If it can get to that point, then, like Facebook, it will be rich enough to resist or adapt to whatever new regulations come its way.

“At the moment it’s fair to say that Spotify needs [Rogan] more than the other way around,” says Prof Sullivan. “It’s in a moment now where it’s trying to maximise its growth as quickly as possible. Someone like Joe Rogan is in an ideal position, because he holds the keys to that growth… so that probably gives him a level of confidence about saying and doing whatever he would like.”

He adds that Spotify’s reported $100m investment in Mr Rogan will make it harder to give him up, to say nothing of the public firestorm it could ignite by “deplatforming” him.
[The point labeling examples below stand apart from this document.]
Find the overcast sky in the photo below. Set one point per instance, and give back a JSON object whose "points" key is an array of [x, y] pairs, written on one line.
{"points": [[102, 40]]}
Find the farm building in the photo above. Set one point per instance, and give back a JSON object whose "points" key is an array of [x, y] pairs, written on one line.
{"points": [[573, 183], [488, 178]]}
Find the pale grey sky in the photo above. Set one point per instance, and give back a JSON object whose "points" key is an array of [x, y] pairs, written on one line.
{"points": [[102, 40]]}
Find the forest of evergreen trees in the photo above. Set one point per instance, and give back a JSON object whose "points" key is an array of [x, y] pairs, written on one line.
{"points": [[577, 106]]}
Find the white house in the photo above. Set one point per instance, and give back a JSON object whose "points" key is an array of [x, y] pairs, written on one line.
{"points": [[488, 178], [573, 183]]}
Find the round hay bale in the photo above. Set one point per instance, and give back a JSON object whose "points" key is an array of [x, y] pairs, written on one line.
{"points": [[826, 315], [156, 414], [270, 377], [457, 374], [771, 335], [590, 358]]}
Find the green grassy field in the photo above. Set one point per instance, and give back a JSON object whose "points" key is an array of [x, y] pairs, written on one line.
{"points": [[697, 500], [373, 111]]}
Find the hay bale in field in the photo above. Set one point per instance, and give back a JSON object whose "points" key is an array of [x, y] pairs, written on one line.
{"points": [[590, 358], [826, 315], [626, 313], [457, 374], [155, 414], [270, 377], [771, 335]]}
The current approach may already be bearing fruit. According to Chartmetrics, Joe Rogan’s followers on Instagram are posting about Spotify more often over time, having started out less interested in it than the average user.

However, musicians might be able to force its hand if they follow the path of Young and pull their content from the service. A big enough boycott, Prof Sullivan says, would bite into Spotify’s core revenue.

In the meantime, Dr Cook believes that Spotify’s supposed rules against dangerous Covid-19 misinformation should be extended to other kinds.

While many tech giants put false Covid claims in a different category, saying they can directly cause harm to life and limb, Dr Cook says this is short-sighted.

“Covid misinformation is much more immediate,” says Dr Cook. “People will hear something, and then they’ll step outside and not wear a mask, or they won’t get vaccinated, or they won’t socially distance.

“Climate misinformation is more complicated, because it’s such a holistic issue. It’s long-term, it’s global. It’s harder to get our head around, but the threat is actually much greater than Covid misinformation because it’s this existential problem on a global scale, decades and centuries into the future.”